EU heads of state and government have sent a clear message to steelmakers with energy-efficient installations by agreeing not to impose direct or indirect CO2 costs on the most efficient operators competing in the global market.

However, the EU has agreed on what EUROFER describes as 'an ambitious European Energy and climate policy framework for the period 2020 to 2030, including a CO2 emission reduction target of 43% by 2030 compared to 2005 levels for those industrial sectors covered by the EU Emissions Trading System (ETS).

EUROFER's acting director-general Axel Eggert called the new framework 'extremely challenging' in the absence of similar constraints 'for our competitors worldwide' but added that EU commitment to set safeguard measures at the level of the most efficient installations is a positive signal for industrial investment, growth and jobs in Europe.

“A profitable European steel industry benefits European society as a whole.
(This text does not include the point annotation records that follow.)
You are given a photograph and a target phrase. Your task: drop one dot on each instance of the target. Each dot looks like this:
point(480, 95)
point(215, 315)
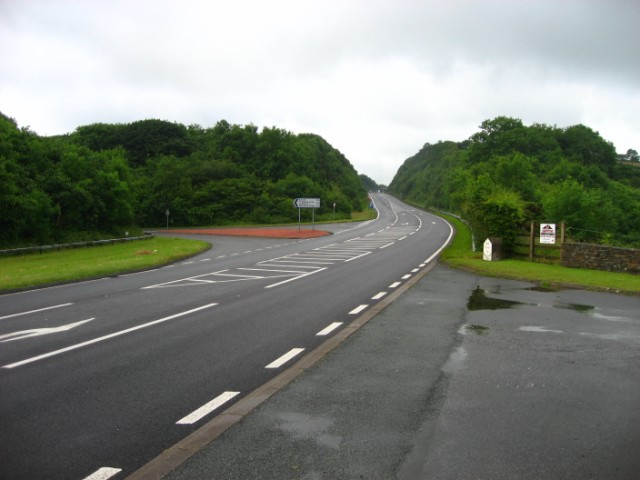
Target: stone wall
point(600, 257)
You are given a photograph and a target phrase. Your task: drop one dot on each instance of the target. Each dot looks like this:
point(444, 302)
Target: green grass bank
point(460, 255)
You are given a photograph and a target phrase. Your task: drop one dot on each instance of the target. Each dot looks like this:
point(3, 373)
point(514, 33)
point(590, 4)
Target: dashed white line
point(36, 311)
point(106, 337)
point(207, 408)
point(103, 473)
point(329, 329)
point(285, 358)
point(358, 309)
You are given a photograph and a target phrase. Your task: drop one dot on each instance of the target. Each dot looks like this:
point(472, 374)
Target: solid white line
point(207, 408)
point(329, 329)
point(103, 474)
point(106, 337)
point(285, 358)
point(36, 311)
point(358, 309)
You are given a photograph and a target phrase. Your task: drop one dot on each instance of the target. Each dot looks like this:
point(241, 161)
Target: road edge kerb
point(179, 453)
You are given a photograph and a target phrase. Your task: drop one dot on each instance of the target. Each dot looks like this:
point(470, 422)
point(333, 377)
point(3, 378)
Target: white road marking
point(285, 358)
point(103, 474)
point(107, 337)
point(295, 278)
point(358, 309)
point(207, 408)
point(329, 329)
point(35, 311)
point(36, 332)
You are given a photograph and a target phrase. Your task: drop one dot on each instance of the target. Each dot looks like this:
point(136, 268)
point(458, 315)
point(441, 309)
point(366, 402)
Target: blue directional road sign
point(306, 203)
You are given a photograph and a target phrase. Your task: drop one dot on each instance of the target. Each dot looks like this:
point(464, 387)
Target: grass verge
point(34, 270)
point(460, 255)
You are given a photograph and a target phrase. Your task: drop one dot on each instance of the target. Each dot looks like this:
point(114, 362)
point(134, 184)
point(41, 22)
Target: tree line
point(103, 178)
point(508, 173)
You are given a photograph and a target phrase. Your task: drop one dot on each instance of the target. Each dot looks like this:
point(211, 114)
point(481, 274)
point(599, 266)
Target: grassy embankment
point(33, 270)
point(70, 265)
point(460, 255)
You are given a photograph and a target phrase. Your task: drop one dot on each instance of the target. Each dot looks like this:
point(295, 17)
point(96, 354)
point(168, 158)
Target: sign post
point(313, 203)
point(548, 233)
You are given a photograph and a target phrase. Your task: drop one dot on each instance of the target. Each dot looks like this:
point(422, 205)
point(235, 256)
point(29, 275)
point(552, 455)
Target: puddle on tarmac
point(575, 306)
point(477, 329)
point(479, 301)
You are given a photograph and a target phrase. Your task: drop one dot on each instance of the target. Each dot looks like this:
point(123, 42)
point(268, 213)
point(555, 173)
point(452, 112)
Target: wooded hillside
point(509, 173)
point(103, 178)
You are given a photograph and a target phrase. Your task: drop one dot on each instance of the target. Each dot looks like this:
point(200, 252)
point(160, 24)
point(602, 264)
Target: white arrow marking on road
point(35, 311)
point(36, 332)
point(107, 337)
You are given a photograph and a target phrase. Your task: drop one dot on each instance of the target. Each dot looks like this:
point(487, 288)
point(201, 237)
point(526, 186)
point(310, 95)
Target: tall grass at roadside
point(77, 264)
point(461, 255)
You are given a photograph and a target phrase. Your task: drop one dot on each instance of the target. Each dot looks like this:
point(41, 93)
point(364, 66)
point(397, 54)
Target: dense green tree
point(546, 173)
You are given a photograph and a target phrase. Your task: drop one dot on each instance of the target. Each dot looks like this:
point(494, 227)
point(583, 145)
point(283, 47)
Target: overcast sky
point(377, 79)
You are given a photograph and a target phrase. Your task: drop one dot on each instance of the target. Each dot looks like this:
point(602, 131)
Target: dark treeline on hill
point(103, 178)
point(508, 173)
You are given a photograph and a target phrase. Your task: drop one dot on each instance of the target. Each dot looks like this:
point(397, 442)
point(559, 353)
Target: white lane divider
point(35, 311)
point(285, 358)
point(358, 309)
point(36, 332)
point(103, 473)
point(329, 329)
point(207, 408)
point(106, 337)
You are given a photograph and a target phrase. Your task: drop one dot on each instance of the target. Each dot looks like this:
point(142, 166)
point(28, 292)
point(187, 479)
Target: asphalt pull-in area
point(462, 377)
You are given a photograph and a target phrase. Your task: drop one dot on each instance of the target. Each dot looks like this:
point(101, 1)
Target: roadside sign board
point(548, 233)
point(306, 203)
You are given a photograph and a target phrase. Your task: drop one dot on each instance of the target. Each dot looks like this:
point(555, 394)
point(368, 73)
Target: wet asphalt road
point(546, 388)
It will be able to continue contributing to significant emission reductions in Europe. Our R&D network, our innovations, products and product applications, based on the skills of our employees, are the foundations for a low carbon, energy efficient, and prosperous European society.”
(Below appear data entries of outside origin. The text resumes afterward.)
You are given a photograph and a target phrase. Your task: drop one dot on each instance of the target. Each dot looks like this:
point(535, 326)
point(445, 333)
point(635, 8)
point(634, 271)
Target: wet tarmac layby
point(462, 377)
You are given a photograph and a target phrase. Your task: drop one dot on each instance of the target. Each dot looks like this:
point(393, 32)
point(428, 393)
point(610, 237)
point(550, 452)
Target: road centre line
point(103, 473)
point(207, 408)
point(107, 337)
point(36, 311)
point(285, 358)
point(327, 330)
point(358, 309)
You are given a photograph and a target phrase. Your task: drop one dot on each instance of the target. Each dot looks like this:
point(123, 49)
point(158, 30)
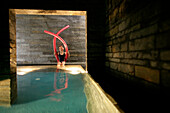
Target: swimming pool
point(52, 90)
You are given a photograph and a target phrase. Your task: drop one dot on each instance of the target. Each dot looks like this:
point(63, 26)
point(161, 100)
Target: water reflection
point(60, 83)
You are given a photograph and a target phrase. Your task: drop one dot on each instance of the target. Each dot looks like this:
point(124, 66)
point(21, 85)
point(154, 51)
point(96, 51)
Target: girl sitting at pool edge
point(61, 55)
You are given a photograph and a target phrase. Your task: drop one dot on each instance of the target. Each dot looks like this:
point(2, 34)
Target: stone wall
point(137, 36)
point(36, 47)
point(8, 85)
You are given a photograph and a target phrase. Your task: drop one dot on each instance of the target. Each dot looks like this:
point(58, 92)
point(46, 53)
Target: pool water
point(49, 91)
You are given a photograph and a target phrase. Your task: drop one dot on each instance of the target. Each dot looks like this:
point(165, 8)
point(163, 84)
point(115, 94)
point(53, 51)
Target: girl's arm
point(68, 54)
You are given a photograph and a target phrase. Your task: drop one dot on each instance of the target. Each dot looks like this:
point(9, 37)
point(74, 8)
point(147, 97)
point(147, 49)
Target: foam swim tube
point(54, 42)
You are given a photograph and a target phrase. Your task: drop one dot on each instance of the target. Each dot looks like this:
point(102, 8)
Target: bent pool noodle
point(66, 48)
point(54, 42)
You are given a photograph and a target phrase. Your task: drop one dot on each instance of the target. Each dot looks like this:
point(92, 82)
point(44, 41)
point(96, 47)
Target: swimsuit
point(61, 57)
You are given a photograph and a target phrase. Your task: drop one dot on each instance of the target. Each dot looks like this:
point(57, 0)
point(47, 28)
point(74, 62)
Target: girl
point(61, 55)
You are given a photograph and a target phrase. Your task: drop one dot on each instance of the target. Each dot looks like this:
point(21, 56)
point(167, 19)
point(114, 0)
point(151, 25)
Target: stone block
point(165, 65)
point(162, 40)
point(109, 54)
point(123, 25)
point(151, 75)
point(142, 44)
point(118, 55)
point(165, 55)
point(107, 64)
point(124, 46)
point(108, 49)
point(126, 68)
point(165, 78)
point(154, 64)
point(134, 61)
point(133, 28)
point(116, 48)
point(114, 31)
point(114, 59)
point(144, 32)
point(114, 65)
point(131, 54)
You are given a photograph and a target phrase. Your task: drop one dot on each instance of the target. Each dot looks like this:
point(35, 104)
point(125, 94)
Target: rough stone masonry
point(137, 36)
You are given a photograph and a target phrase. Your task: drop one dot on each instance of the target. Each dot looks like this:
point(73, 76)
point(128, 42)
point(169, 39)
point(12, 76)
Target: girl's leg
point(58, 63)
point(63, 63)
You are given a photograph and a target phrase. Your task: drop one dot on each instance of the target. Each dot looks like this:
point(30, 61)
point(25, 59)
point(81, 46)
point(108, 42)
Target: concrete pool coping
point(98, 101)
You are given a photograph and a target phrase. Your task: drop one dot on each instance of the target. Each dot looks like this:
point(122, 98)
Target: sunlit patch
point(37, 79)
point(74, 70)
point(23, 71)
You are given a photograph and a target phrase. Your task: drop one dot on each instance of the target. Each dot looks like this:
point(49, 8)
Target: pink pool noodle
point(54, 42)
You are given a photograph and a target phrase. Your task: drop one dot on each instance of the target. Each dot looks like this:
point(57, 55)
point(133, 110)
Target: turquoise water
point(49, 92)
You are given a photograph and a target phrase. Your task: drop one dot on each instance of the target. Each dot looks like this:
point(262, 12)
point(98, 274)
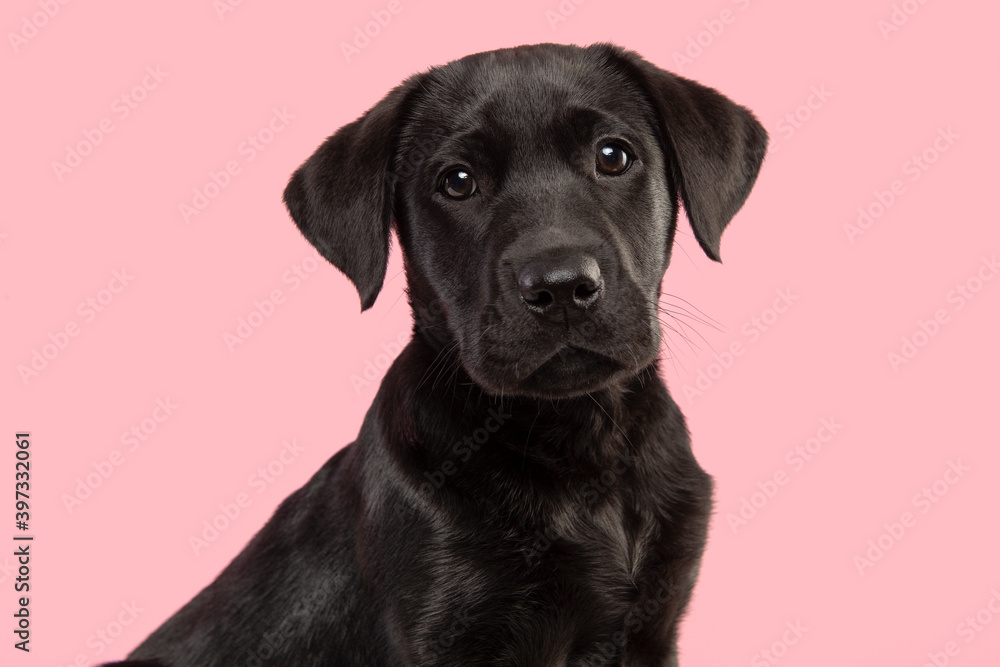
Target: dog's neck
point(581, 432)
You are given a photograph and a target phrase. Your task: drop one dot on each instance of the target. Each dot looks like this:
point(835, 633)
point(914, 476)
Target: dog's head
point(534, 191)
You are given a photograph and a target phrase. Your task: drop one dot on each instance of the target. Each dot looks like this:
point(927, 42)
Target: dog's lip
point(568, 354)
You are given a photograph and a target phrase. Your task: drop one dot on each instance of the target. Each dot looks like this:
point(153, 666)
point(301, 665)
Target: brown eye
point(458, 184)
point(613, 160)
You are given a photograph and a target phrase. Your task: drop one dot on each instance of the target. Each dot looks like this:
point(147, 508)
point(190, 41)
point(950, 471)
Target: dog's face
point(535, 194)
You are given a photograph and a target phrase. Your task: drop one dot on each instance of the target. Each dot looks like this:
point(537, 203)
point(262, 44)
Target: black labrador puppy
point(522, 491)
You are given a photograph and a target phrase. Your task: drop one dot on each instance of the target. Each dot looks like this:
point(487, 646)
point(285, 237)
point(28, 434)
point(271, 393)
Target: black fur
point(522, 491)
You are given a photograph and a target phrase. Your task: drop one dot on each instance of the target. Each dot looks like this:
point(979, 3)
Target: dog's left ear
point(341, 197)
point(718, 146)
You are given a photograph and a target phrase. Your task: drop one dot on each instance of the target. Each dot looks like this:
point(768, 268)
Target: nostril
point(540, 299)
point(573, 281)
point(585, 291)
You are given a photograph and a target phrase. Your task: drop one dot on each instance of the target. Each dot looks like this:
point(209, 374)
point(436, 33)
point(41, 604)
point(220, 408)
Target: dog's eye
point(458, 184)
point(613, 160)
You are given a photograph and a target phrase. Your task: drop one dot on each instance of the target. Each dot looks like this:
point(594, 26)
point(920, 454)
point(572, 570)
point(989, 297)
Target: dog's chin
point(568, 372)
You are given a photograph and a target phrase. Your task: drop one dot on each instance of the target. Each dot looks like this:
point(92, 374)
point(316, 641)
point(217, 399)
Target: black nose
point(568, 281)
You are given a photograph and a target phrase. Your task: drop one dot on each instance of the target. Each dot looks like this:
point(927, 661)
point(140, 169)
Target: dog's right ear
point(341, 197)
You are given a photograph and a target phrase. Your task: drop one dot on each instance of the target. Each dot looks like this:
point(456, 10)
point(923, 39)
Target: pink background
point(882, 99)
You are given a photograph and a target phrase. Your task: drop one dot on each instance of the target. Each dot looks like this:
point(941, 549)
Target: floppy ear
point(341, 197)
point(717, 144)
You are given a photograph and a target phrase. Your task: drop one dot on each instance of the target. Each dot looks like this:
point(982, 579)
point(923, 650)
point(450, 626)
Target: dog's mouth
point(570, 370)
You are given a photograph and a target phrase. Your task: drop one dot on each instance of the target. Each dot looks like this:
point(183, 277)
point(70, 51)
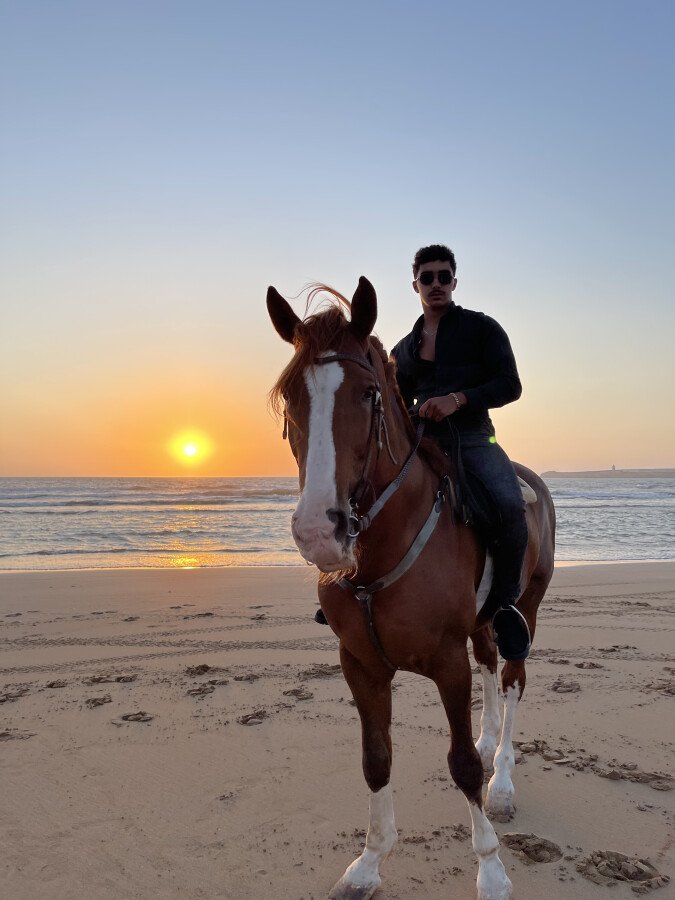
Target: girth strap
point(364, 593)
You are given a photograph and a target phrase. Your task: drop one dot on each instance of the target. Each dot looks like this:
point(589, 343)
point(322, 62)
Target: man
point(454, 366)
According to EUROFER, "The European Commission should now rapidly implement the safeguard measures and provide sectors at risk of carbon leakage with truly 100% free allocation at the level of the 10% most efficient installations, based on technically and economically achievable benchmarks, and based on real production instead of historic production levels. CO2 costs passed-through in electricity prices must be fully off-set in all member states.

Refering to less efficient operators, Eggert said that they will have to buy additional allowances on the market. "This gives them the right incentive to improve their carbon efficiency to the level of the benchmarks. If they go beyond those benchmarks by developing and applying innovative, economically viable technologies, they may set new, more ambitious benchmarks”, Eggert says.